[Mailman-Users] Chinese characters spam filter?

Wed Jul 13 07:38:55 EDT 2016

On 07/13/16 13:15, I wrote:
> On 07/13/16 03:47, Mark Sapiro wrote:
>> On 07/12/2016 12:03 AM, Stephen J. Turnbull wrote:
>>> At an earlier stage, you could also just do a trial re-encoding with
>>> the list preferred codec, set errors = 'strict', catch the Exception,
>>> and re-raise as a Hold (or Discard, according to per-list policy).

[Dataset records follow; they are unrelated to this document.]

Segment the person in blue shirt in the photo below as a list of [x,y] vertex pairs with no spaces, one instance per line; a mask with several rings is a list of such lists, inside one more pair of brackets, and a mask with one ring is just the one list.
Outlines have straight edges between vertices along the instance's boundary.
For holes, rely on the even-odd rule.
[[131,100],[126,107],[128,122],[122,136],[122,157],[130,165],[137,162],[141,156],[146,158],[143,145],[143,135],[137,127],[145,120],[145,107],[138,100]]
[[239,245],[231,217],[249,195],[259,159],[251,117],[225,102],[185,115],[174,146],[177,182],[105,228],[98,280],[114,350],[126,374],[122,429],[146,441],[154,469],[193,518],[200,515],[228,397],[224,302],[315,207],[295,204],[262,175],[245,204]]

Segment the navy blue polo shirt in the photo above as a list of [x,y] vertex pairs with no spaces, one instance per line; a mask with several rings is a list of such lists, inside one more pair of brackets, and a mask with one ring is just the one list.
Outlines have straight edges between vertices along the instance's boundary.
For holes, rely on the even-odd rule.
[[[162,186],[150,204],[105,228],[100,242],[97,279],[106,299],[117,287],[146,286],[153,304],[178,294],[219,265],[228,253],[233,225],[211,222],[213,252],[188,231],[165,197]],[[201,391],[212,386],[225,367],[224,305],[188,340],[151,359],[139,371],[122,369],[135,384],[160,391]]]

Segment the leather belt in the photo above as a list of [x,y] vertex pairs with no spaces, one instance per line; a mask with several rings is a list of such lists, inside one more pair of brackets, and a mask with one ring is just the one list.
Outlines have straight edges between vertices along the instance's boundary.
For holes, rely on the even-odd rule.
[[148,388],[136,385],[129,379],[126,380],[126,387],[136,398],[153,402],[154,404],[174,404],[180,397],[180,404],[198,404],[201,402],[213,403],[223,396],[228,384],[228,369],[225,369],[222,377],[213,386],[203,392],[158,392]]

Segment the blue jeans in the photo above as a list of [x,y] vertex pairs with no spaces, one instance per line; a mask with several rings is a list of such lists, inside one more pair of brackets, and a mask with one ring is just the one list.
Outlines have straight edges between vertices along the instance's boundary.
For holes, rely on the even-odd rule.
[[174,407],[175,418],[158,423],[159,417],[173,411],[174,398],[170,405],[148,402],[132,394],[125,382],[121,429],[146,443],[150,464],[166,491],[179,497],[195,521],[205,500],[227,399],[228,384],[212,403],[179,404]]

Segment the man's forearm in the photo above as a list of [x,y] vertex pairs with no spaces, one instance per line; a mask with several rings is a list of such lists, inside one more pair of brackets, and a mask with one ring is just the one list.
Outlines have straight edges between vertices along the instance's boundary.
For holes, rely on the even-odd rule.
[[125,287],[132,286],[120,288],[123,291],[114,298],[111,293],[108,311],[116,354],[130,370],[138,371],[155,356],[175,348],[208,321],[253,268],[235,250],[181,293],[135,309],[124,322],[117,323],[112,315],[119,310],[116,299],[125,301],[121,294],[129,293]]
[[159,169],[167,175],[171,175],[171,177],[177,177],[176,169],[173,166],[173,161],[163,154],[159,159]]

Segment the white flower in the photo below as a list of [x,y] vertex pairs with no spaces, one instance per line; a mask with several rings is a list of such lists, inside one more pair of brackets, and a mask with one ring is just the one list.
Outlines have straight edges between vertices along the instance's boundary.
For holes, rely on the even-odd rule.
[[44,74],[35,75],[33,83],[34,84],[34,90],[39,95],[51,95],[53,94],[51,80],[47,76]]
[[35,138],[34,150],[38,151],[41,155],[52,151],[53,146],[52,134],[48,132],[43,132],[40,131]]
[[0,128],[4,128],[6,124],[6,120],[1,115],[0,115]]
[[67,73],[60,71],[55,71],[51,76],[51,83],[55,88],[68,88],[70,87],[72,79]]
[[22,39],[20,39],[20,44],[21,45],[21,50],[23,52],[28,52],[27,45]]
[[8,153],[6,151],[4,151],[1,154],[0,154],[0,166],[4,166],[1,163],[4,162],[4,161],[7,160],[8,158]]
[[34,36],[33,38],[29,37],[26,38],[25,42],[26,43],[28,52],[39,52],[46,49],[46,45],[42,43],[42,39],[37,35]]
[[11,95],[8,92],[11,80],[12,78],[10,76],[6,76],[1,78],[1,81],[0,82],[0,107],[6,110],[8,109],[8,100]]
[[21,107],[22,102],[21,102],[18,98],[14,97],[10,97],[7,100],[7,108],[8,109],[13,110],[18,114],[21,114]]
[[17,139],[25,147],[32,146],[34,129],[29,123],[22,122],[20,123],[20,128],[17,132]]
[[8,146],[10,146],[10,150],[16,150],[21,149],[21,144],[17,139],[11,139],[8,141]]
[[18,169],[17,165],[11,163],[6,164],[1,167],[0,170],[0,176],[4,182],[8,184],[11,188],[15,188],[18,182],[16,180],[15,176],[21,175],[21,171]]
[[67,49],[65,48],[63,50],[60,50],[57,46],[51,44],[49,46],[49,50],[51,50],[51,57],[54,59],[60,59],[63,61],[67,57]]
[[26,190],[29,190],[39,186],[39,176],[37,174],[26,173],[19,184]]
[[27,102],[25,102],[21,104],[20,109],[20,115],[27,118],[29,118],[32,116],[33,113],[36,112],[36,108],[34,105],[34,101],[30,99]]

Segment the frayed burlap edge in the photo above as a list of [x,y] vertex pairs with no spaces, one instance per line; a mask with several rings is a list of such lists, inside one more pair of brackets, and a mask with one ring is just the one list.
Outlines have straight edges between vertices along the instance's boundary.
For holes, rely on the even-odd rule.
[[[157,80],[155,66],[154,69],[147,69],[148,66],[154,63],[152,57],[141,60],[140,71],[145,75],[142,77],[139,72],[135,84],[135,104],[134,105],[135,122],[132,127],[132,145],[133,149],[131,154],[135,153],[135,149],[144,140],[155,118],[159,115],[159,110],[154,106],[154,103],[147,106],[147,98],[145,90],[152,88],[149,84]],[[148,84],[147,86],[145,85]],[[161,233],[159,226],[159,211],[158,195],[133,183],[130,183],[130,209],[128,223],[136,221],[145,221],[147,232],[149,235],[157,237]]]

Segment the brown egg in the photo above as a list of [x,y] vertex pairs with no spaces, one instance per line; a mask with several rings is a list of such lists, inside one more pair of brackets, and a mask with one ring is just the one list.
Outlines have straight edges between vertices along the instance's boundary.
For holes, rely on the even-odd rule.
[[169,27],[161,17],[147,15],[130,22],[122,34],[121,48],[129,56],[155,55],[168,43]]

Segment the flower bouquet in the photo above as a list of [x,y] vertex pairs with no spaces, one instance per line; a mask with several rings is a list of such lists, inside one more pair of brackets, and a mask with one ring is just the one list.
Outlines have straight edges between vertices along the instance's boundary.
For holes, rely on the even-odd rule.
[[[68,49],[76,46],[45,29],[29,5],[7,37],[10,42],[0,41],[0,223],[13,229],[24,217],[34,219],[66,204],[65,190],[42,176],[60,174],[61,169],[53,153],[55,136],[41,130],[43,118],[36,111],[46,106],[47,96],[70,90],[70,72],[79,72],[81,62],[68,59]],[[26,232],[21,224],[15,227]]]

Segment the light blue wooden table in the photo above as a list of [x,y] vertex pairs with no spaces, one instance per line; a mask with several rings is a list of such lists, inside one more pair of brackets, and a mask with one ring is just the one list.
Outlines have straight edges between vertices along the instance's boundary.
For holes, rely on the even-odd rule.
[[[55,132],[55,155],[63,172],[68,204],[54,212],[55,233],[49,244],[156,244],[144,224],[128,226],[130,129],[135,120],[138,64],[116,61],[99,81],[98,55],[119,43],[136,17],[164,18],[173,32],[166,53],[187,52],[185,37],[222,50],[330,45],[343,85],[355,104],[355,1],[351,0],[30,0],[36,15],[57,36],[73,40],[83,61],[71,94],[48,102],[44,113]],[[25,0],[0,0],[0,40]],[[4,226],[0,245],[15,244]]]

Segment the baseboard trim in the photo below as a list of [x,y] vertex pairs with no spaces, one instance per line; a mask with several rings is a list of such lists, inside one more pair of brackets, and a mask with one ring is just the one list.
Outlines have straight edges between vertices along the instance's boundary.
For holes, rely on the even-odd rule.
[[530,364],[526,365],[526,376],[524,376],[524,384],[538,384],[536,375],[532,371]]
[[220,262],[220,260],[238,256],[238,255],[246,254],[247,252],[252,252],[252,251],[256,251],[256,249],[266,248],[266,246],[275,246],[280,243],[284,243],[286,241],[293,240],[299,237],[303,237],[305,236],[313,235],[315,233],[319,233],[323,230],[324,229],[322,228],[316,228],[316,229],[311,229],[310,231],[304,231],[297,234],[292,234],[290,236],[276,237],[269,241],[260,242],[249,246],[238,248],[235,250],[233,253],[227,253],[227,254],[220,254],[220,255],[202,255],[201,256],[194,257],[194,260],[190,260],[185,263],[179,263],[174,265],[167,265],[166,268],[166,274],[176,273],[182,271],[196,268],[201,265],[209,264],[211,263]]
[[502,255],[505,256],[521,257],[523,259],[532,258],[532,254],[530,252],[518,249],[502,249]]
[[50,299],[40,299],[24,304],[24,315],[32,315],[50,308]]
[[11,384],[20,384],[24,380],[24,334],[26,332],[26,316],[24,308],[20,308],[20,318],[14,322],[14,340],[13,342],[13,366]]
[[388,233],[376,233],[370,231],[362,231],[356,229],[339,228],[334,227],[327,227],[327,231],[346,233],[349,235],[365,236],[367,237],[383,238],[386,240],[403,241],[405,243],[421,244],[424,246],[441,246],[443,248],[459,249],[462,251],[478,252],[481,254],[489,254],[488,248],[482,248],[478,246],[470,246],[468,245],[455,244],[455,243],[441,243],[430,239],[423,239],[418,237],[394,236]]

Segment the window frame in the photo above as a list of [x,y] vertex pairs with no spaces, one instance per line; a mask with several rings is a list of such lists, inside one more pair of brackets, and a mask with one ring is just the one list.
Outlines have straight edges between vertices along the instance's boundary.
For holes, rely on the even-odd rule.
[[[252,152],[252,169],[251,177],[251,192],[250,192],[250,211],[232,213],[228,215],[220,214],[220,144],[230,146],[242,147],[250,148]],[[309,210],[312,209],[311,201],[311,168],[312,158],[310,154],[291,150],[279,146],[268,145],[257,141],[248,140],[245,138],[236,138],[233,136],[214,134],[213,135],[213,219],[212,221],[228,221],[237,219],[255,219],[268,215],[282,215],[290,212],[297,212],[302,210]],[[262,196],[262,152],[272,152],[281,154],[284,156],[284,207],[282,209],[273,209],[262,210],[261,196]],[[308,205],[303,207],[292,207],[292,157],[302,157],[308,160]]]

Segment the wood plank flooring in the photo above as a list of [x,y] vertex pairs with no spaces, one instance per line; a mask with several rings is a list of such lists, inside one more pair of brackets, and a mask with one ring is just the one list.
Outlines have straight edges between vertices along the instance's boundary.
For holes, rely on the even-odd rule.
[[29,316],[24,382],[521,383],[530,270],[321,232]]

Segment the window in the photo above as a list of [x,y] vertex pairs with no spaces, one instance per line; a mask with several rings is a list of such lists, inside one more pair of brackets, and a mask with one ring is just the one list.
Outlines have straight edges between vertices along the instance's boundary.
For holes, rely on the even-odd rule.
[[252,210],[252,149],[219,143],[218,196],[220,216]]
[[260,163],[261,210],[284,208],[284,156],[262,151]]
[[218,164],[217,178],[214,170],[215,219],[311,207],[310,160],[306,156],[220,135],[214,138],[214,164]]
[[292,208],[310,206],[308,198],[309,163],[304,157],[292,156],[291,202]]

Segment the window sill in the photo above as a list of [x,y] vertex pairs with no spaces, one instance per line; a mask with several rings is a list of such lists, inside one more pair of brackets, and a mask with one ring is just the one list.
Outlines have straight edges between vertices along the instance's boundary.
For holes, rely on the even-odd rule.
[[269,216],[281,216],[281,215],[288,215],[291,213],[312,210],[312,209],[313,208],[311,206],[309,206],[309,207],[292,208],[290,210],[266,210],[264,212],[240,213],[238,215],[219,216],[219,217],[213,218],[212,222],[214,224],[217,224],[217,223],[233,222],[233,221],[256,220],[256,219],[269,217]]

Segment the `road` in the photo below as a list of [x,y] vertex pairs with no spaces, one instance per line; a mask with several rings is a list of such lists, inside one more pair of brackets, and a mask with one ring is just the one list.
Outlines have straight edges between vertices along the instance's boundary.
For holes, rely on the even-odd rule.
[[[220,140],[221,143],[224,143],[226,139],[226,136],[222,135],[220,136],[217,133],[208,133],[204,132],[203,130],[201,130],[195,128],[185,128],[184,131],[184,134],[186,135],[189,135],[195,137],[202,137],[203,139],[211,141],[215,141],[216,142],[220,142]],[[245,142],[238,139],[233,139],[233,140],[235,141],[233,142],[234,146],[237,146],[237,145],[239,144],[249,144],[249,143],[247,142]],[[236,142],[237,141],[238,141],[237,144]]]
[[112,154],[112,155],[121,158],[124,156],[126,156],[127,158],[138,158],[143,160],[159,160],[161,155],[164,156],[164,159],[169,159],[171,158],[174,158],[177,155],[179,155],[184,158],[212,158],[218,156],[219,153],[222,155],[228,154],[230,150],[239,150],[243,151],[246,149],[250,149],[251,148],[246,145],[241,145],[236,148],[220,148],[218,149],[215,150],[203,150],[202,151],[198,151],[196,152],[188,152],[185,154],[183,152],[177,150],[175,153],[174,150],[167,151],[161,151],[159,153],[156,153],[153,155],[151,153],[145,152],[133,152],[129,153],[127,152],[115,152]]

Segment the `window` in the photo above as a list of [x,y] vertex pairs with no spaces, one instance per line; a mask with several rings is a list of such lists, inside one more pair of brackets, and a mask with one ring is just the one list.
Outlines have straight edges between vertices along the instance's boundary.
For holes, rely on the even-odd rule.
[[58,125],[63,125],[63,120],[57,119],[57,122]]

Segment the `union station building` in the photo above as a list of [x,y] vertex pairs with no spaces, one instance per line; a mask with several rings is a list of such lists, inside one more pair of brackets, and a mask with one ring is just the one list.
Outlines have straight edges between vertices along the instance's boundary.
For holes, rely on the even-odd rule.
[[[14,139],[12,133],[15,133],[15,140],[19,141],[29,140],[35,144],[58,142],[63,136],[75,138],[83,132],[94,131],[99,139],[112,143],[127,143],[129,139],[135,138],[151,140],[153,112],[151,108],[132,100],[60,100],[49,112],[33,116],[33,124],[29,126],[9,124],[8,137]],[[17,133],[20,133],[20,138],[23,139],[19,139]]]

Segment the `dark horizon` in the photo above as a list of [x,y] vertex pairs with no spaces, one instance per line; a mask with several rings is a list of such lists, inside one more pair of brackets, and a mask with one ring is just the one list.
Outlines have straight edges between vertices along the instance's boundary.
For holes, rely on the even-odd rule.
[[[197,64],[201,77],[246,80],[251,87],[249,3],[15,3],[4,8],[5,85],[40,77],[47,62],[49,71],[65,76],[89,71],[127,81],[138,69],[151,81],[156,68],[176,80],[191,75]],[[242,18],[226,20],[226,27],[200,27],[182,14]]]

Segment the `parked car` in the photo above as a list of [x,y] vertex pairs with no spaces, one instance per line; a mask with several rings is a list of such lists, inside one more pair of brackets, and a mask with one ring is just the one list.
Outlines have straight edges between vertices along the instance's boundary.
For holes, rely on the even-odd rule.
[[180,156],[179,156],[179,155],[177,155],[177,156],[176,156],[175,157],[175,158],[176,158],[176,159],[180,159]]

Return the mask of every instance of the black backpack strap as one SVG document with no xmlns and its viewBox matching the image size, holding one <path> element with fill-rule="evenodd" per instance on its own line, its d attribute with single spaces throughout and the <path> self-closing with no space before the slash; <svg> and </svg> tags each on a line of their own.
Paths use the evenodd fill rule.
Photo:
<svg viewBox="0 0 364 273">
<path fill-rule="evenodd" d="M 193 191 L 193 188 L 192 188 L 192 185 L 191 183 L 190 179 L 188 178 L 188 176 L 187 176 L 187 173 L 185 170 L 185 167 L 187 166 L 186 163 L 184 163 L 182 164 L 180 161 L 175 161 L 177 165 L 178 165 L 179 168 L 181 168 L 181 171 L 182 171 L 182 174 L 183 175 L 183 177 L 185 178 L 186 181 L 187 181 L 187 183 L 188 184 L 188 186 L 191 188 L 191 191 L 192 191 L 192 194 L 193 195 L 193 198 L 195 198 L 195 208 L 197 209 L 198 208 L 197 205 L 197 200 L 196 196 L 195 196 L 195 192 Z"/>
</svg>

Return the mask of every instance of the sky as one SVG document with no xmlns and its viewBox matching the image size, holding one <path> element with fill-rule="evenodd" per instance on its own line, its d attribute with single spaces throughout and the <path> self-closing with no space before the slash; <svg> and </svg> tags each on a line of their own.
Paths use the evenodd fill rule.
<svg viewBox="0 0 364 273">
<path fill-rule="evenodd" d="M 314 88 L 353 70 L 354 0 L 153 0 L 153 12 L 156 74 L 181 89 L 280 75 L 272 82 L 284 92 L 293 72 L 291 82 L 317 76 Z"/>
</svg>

>>> (Then discard the output.)  I would prefer this solution, I think, as
>>> creating regexps turns out to be an issue for many list owners.
>>>
>>> People would have to learn not to use emoji in headers, of course, or
>>> suffer moderation delays or even discards.
>>
>> I think this will have too many undesired effects. Not just emoji, but
>> accented latin or CJK characters, etc. in display names would I think be
>> real problems, even on English language lists.
> 
> I suggest to use variable to select handler from 'replace' (for backword
> compatibility), 'xmlcharrefreplace', or 'backslashreplace'
or 'strict' with catching Exception
>                                                           in mm_cfg.py.
 
> I think it is better to hold string attributes of mm_cfg and mlist class
> as Unicode than site_language code or list's preferred language code
> encoded (but I know it is so trouble to do so).
And then on pattern matching on message pipeline is done with Unicode
rather than list's prefered language.
-- 
Yasuhito FUTATSUKI <futatuki at poem.co.jp>